First would be if he showed signs of depression and/or demonstrated activities which suggested par of him wanted more interaction with others but he was too timid or uncertain how to pursue it. However, the fact you said he would actively and eagerly share what he learned with his family suggests he does not struggle with social interaction when he chooses to pursue them.

The other situation would be if he showed an inability to handle social interactions when they did happen. That would be something like not knowing how to speak to his peers when he is trying to engage with them or being unable to understand/empathis with another's perspective. You didn't mention these as problems, if they are I would post a seperate question for how to help him with these issues.

However, since you didn't mention any depression or difficulty in social situations it sounds to me like he is simply an introvert. About 1/4 of the population are introverted. There is no problem here, and nothing that needs fixed! In fact one of the areas where introverts struggle is the fact that people so often are trying to 'fix' them by trying to pressure them to engage in social interactions, making them feel guilty for not being more social, or otherwise implying that there is something wrong. I have a good friend who is an introvert but places significant pressure on herself to try to 'live up' to her friends expectations for her to socilize more, despite it leaving her feeling drained and overcommitted at times because she isn't getting the alone time she needs to recuperate from excessive social activities.
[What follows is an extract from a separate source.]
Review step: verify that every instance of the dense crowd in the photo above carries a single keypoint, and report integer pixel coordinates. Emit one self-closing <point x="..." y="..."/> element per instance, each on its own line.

So in short I don't think it's a problem, and I specifically encourage you not to try to fix it unless you have a further reason to believe there is a problem. Trying to push him into more social activities likely would just leave him feeling emotionally drained and/or that there is something wrong with him when there isn't.

As to his writing I would appologize for accidentally reading it and promise him that you won't do it again. in fact as a peace offering I would offer him a better means of keeping it private, such as a lockable notebook, an hand-me-down computer he can write and save his writing on (which can be password protected if he chooses), or somewhere else he can keep it safe where no one can accidentally, or intentionally, read it. This show's sincerity in the intent to not read anything he doesn't want you to. He shouldn't have to feel he needs to encode everything he writes, as it interferes with the writing process and thus benefit he gets out of writing to have to constantly stop to translate it. Getting him a safe space where he is confident his writing is his own would be better.

I would continue to let him know that when he is ready to share any of it you would love to her it, but also that he doesn't have to share it if he doesn't want to and that is fine also. Basically make it clear that you recognize that this is something important to him and he is allowed to do what he wants with this time.

Separate from the above there is the statement about 'harmful thoughts', and his writing being 'above his age'. This implies that you found something worrying about what was read at some point, though It's hard to be certain without more detail. If for some reason what he wrote did worry you I would not cut him off from his writing, as that is an important emotional outlet for a child, in fact it's all the more important that they feel their writing is secure. Instead seeking ways to communicate with him outside of his writing, to help him feel secure in communicating what he is feeling verbally to you or his family, would be best. I could go into more detail, but I don't want to waste too much time when I'm not sure if I'm interpreting the situation right, so I'd instead say if you post a second question about how to help a child to work through anything that he may have expressed in his writing with a little more detail we could give ideas for good way to handle it.

Having said that one thing I've learned working with children is that adults don't always give them enough credit. Many things that someone may think is above their age level isn't. Children can have complex emotional and developmental through processes, and at that age he is no doubt going through thoughts about relationships and sex as well. I would say if whatever he wrote would not be concerning to you were an adult to write it then it probably shouldn't worry you that he is, unless it's showing an in-depth knowledge of something he should not have been exposed to.